A posteriori ce lo ha detto anche Giuliano Amato che avevano fatto un errore. Lo dice in questo video.
Quello che purtroppo emerge è che questi signori, nonostante gli errori, oggi evidenziati dalle peggiorate condizioni del paese, siano stati tutti premiati con posizioni di altissimo livello.
Hanno accettato consapevolmente o inconsapevolmente le direttive che arrivavano dell’Europa, come dice Prodi, ma ignoravano le dichiarazioni di dissenso di vari economisti italiani, ma anche di noti economisti internazionali.
Cosa dicevano gli economisti
Riporto quanto pubblicato in un articolo del Sole 24 Ore su cosa dicevano vari premi Nobel relativamente all’Euro e all’Unione Europea.
Paul Krugman – economista di stampo keynesiano e premio Nobel per l’Economia nel 2008
“Adottando l’Euro, l’Italia si è ridotta allo stato di una nazione del Terzo Mondo che deve prendere in prestito una moneta straniera, con tutti i danni che ciò implica.”
Milton Friedman – è considerato il padre del neoliberismo. Fondatore della Scuola di Chicago negli anni ’50. Premio Nobel nel 1997
“La spinta per l’Euro è stata motivata dalla politica, non dall’economia. Lo scopo è stato quello di unire la Germania e la Francia così strettamente da rendere una possibile guerra europea impossibile, e di allestire il palco per i federali Stati Uniti d’Europa. Io credo che l’adozione dell’Euro avrà l’effetto opposto. Esacerberà le tensioni politiche.”

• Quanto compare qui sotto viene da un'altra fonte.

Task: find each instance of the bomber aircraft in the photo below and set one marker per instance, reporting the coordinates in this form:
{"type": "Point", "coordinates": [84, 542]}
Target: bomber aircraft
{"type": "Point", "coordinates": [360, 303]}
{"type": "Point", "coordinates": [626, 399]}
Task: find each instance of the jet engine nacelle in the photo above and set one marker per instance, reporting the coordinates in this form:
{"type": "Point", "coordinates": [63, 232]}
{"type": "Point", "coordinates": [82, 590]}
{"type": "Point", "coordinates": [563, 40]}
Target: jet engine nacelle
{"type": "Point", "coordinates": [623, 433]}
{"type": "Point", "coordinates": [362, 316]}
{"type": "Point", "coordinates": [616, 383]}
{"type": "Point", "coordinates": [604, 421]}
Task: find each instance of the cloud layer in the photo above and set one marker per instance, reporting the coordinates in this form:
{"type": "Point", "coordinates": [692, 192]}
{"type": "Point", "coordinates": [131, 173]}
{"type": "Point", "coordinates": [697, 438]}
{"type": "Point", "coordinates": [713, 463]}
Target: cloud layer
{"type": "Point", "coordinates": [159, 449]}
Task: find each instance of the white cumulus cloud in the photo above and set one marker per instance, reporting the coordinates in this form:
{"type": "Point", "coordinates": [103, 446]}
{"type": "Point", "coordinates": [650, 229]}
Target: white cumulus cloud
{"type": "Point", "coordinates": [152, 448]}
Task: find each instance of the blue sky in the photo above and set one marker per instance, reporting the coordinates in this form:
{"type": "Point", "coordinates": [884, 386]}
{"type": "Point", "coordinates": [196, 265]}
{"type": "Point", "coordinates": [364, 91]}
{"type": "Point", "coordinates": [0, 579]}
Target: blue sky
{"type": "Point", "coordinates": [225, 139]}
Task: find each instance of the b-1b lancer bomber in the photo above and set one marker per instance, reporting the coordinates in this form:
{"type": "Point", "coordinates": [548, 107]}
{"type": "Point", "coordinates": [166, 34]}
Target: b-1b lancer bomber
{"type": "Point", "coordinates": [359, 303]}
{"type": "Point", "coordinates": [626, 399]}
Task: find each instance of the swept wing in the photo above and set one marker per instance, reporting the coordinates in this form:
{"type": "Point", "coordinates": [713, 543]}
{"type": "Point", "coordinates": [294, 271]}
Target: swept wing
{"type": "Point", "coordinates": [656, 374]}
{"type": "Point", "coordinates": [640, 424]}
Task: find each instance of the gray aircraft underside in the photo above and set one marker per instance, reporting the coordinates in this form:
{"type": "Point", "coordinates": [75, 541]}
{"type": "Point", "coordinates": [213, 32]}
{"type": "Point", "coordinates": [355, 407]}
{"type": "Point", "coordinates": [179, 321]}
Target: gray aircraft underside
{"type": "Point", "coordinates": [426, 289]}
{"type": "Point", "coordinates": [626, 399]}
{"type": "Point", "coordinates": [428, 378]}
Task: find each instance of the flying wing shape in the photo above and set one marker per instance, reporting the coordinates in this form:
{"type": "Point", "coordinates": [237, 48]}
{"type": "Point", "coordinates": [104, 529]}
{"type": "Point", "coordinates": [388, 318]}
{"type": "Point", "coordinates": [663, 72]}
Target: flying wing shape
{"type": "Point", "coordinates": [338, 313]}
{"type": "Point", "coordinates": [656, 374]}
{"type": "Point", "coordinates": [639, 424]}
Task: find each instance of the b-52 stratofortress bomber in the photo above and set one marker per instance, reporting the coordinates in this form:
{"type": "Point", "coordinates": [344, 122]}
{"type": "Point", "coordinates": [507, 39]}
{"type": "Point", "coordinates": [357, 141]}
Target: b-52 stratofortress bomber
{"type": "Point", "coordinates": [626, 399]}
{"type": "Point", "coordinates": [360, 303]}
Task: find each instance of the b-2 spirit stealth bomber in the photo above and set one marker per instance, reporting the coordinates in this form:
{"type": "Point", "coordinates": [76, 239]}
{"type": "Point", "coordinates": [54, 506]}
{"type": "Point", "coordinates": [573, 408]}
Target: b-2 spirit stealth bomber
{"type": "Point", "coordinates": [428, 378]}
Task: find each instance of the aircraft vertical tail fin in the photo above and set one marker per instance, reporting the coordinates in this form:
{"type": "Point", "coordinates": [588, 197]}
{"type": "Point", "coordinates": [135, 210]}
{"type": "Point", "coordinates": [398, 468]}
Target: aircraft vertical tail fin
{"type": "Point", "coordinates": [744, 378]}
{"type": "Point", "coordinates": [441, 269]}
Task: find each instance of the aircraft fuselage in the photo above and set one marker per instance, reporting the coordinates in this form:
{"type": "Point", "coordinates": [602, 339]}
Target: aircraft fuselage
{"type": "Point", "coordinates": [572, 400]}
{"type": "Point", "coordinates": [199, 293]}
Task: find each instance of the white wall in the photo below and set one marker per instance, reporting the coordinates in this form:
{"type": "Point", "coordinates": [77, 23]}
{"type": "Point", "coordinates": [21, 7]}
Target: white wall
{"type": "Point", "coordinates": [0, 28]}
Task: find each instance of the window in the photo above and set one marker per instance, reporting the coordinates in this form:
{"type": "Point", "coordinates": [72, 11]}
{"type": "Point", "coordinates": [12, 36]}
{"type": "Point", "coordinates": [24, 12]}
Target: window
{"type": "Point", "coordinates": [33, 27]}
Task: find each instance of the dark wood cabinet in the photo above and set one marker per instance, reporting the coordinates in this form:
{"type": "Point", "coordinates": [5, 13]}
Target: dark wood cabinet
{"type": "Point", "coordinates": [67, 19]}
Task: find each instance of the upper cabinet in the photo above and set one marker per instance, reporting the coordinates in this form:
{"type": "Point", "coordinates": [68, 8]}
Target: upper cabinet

Joseph Stiglitz – economista di stampo keynesiano, premio Nobel per l’Economia nel 2001
“Questa crisi, questo disastro è artificiale e in sostanza questo disastro artificiale ha quattro lettere: l’EURO.”
Amartya Sen – ha vinto il premio Nobel per l’Economia nel 1998
“L’euro è stato un’idea orribile. Lo penso da tempo. Un errore che ha messo l’economia europea sulla strada sbagliata. Una moneta unica non è un buon modo per iniziare a unire l’Europa. I punti deboli economici portano animosità invece che rafforzare i motivi per stare assieme. Hanno un effetto-rottura invece che di legame. Le tensioni che si sono create.”
James Mirrless – premio Nobel per l’Economia nel 1996
“Non mi permetto di suggerire politiche per mutare la situazione attuale e mi sento a disagio nel fare raccomandazioni altisonanti, perché non ho avuto il tempo di valutarne le conseguenze. Però, guardando dal di fuori, dico che non dovreste stare nell’euro, ma uscirne adesso. ……….. . Finché l’Italia resterà nell’euro – ha aggiunto -, non potrà espandere la massa di moneta in circolazione o svalutare: ecco perché si impone la necessità di decidere se rimanere o meno nella moneta unica.”
Christopher Pissarides – ha vinto il premio Nobel per l’Economia nel 2010 – Inizialmente ha sostenuto la moneta unica e l’area valutaria europea. Fino poi, a cambiare idea.
“La situazione attuale non è sostenibile ancora per molto. E’ necessario abolire l’Euro per creare quella fiducia che i Paesi membri una volta avevano l’uno nell’altro.”
Prodi aveva detto :
“CON L’EURO LAVOREREMO UN GIORNO IN MENO E GUADAGNEREMO COME SE LAVORASSIMO UN GIORNO IN PIU’”.
È accaduto esattamente il contrario.